Although the provisioned CI machines do not feature a GPU, conda-forge does provide mechanisms
to build CUDA-enabled packages. These mechanisms involve several packages:

- `cudatoolkit`: The runtime libraries for the CUDA toolkit. This is what end-users will end
up installing next to your package.
- `nvcc`: Nvidia's EULA does not allow the redistribution of compilers and drivers. Instead, we
provide a wrapper package that locates the CUDA installation in the system. The main role of this
package is to set some environment variables (`CUDA_HOME`, `CUDA_PATH`, `CFLAGS` and others),
as well as wrapping the real `nvcc` executable to set some extra command line arguments.

In practice, to enable CUDA on your package, add `{{ compiler('cuda') }}` to the `build`
section of your requirements and rerender. The matching `cudatoolkit` will be added to the `run`
requirements automatically.

On Linux, CMake users are required to use `${CMAKE_ARGS}` so CMake can find CUDA correctly. For example:

```shell-session
mkdir build && cd build
cmake ${CMAKE_ARGS} ${SRC_DIR}
make
```

:::note

**How is CUDA provided at the system level?**

- On Linux, Nvidia provides official Docker images, which we then
[adapt](https://github.com/conda-forge/docker-images) to conda-forge's needs.
- On Windows, the compilers need to be installed for every CI run. This is done through the
[conda-forge-ci-setup](https://github.com/conda-forge/conda-forge-ci-setup-feedstock/) scripts.
Do note that the Nvidia executable won't install the drivers because no GPU is present in the machine.

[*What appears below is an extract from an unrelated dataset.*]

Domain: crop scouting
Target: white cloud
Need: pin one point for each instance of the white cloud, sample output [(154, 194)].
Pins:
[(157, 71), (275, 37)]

**How is cudatoolkit selected at install time?**

Conda exposes the maximum CUDA version supported by the installed Nvidia drivers through a virtual package
named `__cuda`. By default, `conda` will install the highest version available
for the packages involved. To override this behaviour, you can define a `CONDA_OVERRIDE_CUDA` environment
variable. More details in the
[Conda docs](https://docs.conda.io/projects/conda/en/stable/user-guide/tasks/manage-virtual.html#overriding-detected-packages).

Note that prior to v4.8.4, `__cuda` versions would not be part of the constraints, so you would always
get the latest one, regardless the supported CUDA version.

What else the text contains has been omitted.